# Litespeed Titanium Bikes(gravel)



## Trek_5200 (Apr 21, 2013)

Just curious who makes these and are they any good. My sole experience with a similar bike is my Firefly but noticed Litespeed at the local bike shop. They feel light and the metal looks and feels thinner(subjective) along with welds that while they may work were not what I would expect from a high end bike. Are these bikes comparable to a BikesDirect, a Seven or something in between? Just curious. The store's been carrying them for a while but unlike Moots, Seven, Firefly, even Bikesdirect's sold Motobecane never seen one on the road


----------



## Marc (Jan 23, 2005)

They are made by the American Bicycle Group, who bought them out a decade ago. With the buyout they tried moving to carbon fiber, probably in an attempt to be more profitable.


----------



## bikerjulio (Jan 19, 2010)

Litespeed were a pioneer in Ti frame manufacturing, starting in the late '80's. Through the '90's they were a premium frame used by many pros including a certain LA who won the TDF on one.

They also made frames to Eddy Merckx's specs, branded as Merckx AX. I have one from 1995. Wonderful frame and excellent quality.

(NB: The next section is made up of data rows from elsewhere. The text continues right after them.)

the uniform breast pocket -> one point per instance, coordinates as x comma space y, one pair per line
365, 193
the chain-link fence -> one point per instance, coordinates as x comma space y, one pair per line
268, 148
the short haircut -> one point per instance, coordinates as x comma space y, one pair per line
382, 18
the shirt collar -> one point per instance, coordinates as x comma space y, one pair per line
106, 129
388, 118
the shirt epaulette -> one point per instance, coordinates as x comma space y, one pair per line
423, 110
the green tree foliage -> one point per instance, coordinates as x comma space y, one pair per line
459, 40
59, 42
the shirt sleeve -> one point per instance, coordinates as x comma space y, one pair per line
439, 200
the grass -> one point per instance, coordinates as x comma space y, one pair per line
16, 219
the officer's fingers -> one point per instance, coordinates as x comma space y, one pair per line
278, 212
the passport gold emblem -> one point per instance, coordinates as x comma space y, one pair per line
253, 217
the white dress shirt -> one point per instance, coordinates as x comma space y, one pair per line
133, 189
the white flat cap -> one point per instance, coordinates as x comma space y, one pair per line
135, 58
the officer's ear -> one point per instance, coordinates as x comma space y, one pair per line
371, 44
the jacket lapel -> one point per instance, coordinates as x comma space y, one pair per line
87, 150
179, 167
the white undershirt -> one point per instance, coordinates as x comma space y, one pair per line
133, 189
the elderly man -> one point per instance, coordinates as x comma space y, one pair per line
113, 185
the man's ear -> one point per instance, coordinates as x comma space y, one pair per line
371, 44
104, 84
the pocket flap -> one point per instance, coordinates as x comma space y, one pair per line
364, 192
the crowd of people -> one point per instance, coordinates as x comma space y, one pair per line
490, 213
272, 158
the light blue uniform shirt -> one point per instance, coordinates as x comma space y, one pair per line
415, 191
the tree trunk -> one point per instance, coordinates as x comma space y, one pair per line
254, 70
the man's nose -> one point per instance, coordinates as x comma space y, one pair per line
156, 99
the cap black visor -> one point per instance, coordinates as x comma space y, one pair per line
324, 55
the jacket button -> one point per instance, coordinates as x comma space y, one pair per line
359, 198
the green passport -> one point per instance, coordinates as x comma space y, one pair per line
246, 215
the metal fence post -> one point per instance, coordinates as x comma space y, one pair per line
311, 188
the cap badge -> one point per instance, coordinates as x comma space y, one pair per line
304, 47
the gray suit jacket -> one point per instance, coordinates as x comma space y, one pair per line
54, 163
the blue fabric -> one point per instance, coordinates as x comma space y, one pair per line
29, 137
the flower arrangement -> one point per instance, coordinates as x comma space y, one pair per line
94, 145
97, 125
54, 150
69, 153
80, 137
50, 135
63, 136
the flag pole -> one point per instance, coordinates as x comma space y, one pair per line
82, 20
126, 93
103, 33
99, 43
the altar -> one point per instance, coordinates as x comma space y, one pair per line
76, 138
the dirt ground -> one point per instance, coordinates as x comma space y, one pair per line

I don't know the inside story, but at some point the original owners sold out and Litespeed have been under new management for quite a while. They are still made in the USA according to this. I cannot comment on the current relative quality. https://www.bikerumor.com/2016/02/19/factory-tour-litespeed-celebrates-30-years-of-cutting-edge-titanium-bicycle-manufacturing/


----------



## Trek_5200 (Apr 21, 2013)

i remember litespeed from around 20 years ago, although not well. vague recollection has it looking like a better product although i may be judging it unfairly from the eyes of my firefly.


----------



## bikerjulio (Jan 19, 2010)

You could post a close up photo or 2 of the current welds and then we could compare. 20 years ago they were excellent, as good as anything out there.


----------



## Trek_5200 (Apr 21, 2013)

bikerjulio said:


> You could post a close up photo or 2 of the current welds and then we could compare. 20 years ago they were excellent, as good as anything out there.



no i would not sneak a photo in the bike shop


----------



## bikerjulio (Jan 19, 2010)

Here's some of my '95. Based on other Litespeeds I used to look at back in the day, I'd say this welding was representative of that era.


----------



## Trek_5200 (Apr 21, 2013)

these are of my firefly which is a year old and very close close-up. and the welds i saw on the litespeed in the store almost reminded me of the aluminum welds i see on so many bikes these days maybe not as bad, but closes.


View attachment 318172


View attachment 318173


----------



## Pisgah2000 (Nov 24, 2015)

Here's my 2000 Litespeed vs my 2011 Lynskey. I'm not sure if the Litespeed was made under ABG or if the Lynskey folks were still running the show. I think it's Lynskey-built, but I'm not 100%.


----------